En su charla “Images of God”, Alan Watts cuenta la historia de un astronauta que viaja al espacio y al que, al volver, le preguntan si había estado en el cielo y había visto a Dios. El astronauta responde que sí. Entonces le preguntan, “Bueno, ¿y qué pasa con Dios?”, a lo que responde: “Ella es negra”.
Si esta historia nos desconcierta o produce risa, es posible que sea porque desde hace muchos siglos, al menos en Occidente, al menos en Colombia, no concebimos ni representamos a dios como una mujer, sino, como bien se puede ver en cualquiera de la mayoría de los templos y escritos religiosos dominantes, como un hombre viejo.
Se puede plantear que no, que dios no tiene sexo, lo cual, en realidad, no es tan cierto. Si fuera tal, daría lo mismo hablarle (si le hablamos) de señora o diosa. ¿Da lo mismo realmente? ¿No sería extraño ver escrito, por ejemplo, “la casa de la señora”, en femenino y en minúscula, que “la casa del Señor”?
Ahora, el sexo de la entidad superior es apenas un aspecto, que parece menor frente a preguntas sobre si existe, tiene conciencia o tiene un carácter ordenador o no.
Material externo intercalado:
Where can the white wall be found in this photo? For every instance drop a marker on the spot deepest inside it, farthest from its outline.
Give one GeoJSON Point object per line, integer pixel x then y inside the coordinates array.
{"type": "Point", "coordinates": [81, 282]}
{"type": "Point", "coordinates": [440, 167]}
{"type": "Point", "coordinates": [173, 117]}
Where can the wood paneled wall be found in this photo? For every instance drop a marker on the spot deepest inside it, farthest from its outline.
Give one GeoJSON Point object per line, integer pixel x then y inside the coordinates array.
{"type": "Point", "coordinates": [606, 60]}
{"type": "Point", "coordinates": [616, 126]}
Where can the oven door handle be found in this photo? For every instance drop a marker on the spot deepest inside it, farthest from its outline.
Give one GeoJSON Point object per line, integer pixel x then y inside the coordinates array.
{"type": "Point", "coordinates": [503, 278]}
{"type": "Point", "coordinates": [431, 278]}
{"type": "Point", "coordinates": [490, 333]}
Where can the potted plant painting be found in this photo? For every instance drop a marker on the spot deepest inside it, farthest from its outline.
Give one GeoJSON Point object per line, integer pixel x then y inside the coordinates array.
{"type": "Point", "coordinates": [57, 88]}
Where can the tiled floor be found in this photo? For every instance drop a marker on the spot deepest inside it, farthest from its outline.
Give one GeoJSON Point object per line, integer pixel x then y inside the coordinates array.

Sin embargo, si asumimos que el lenguaje es el filtro con el que nos relacionamos con el mundo, con el que damos importancia y diferenciamos lo que nos rodea, algún efecto debe tener que la entidad superior con la que nos relacionamos (si lo hacemos) sea un hombre que siempre se escribe con mayúscula inicial, algún efecto en la idea que tenemos de lo que asumimos como femenino y masculino y un efecto distinto si uno se asume como mujer, hombre o no binario.
Detenerse en esta relación es un gran ejercicio que, en realidad, nos puede dar más ideas sobre nosotros que sobre la entidad como tal. No se requiere mucho para generar el desconcierto: tan solo empezar a nombrar a esa entidad con el sexo opuesto al que utilizamos a diario. Quizás nos ayude a recordar la cantidad de respuestas que damos por sentadas, en buena medida establecidas por donde hemos nacido.
En ocasiones, recibimos estas respuestas incluso antes de que nos hiciéramos las preguntas. Esto no significa que sean ciertas, sino, solo, que alguien más asumió que eran las correctas y que bien valía que las asumiéramos como tal.